Kemp testified that he felt faint before he exited from I-95. At that time, he was driving at about 65 mph. He testified that he lost consciousness and does not recall the crash. His attorney theorized that he passed out with his foot on the accelerator, causing the car to speed up as it traveled down the exit ramp.
An eyewitness testified that Kemp’s car moved down the ramp in a straight line, giving the impression that the driver was unconscious. The eyewitness did not see brake lights illuminate as Kemp’s car traveled down the ramp or into the intersection.
The prosecution offered no reason why Kemp would choose to drive down an exit ramp at 128 mph and then run a red light. The prosecution’s only hope of getting a conviction rested with its effort to prove that Kemp applied the brakes before reaching the intersection in an unsuccessful attempt to avoid the collision.
The lead investigator, Corporal Johnson, testified that he saw tire marks on the exit ramp that he attributed to Kemp’s vehicle. He acknowledged that tire marks are not always caused by braking, but could be caused by steering or unspecified “other factors.” Rapid acceleration is presumably one of those factors.
Johnson opined that tire marks would require driver input. He acknowledged, however, that he did not know whether a driver must be in control of a vehicle to leave tire marks on the pavement.
If Kemp lost consciousness before the crash, he was not in control of his vehicle and could not have been driving recklessly.
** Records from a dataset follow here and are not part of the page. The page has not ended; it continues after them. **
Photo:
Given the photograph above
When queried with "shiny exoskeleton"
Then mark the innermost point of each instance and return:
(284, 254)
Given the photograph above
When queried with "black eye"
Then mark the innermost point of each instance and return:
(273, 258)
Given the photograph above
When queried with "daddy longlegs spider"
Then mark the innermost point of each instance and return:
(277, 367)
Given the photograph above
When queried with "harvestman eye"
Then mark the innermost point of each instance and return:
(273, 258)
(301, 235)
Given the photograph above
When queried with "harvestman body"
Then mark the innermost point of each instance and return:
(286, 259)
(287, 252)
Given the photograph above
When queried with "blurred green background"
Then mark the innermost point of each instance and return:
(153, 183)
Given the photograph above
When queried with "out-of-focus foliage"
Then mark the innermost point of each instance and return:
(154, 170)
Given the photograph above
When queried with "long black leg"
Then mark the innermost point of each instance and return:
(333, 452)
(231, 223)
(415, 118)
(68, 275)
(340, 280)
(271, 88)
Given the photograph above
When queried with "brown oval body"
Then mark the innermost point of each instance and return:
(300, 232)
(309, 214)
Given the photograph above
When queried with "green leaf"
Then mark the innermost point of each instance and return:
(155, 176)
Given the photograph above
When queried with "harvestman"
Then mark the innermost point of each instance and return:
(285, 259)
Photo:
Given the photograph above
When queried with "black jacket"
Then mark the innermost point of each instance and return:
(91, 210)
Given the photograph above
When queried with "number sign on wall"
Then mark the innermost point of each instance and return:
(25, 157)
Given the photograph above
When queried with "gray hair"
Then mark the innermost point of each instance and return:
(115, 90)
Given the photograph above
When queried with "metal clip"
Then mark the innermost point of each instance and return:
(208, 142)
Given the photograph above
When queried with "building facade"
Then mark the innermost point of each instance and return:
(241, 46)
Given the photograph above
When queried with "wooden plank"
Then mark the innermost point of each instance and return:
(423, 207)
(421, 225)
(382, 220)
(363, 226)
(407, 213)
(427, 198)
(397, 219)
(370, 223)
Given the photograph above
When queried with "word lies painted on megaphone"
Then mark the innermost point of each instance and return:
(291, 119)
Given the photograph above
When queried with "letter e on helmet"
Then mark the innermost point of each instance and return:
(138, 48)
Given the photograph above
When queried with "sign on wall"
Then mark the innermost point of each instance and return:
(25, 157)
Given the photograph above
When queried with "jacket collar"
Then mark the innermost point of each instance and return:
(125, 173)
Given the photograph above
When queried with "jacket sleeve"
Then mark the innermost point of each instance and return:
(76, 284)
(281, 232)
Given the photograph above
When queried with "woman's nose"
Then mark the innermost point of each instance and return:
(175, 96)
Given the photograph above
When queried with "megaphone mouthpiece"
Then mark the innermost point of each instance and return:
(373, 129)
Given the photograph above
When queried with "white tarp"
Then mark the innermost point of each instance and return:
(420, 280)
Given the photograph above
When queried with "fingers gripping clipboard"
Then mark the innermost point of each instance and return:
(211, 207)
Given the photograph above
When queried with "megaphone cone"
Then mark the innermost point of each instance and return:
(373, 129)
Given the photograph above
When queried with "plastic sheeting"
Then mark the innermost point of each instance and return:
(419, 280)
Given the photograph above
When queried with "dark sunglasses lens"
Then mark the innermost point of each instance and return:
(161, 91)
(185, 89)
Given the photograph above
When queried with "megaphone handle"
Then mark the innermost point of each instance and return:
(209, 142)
The prosecution relied on another police officer to establish that Kemp was braking, and therefore in conscious control of his vehicle, at the time of the crash.
Corporal Dooley, who calculated the estimated speed of Kemp’s vehicle, also testified that damage to the crash victim’s vehicle indicated that Kemp’s car was braking at the time of the crash. He based that opinion on the assertion that braking caused the front end of the braked car to “dip” and that the nature of the crash damage indicated that Kemp’s car had dipped at the moment of impact.
As is customary when police officers testify as experts, Dooley asserted that his opinion was based on his “training and experience.” When pressed as to whether his opinion was based on science, he testified “I can’t tell you about the scientific — or anything about the braking of the Mercedes. What I can tell you is the overall dynamics of a car to require to have shocks and struts and all these things and if you are accelerating, the front will go up. If you are decelerating it goes down — that’s all I can — I’m just telling you what it means to me.”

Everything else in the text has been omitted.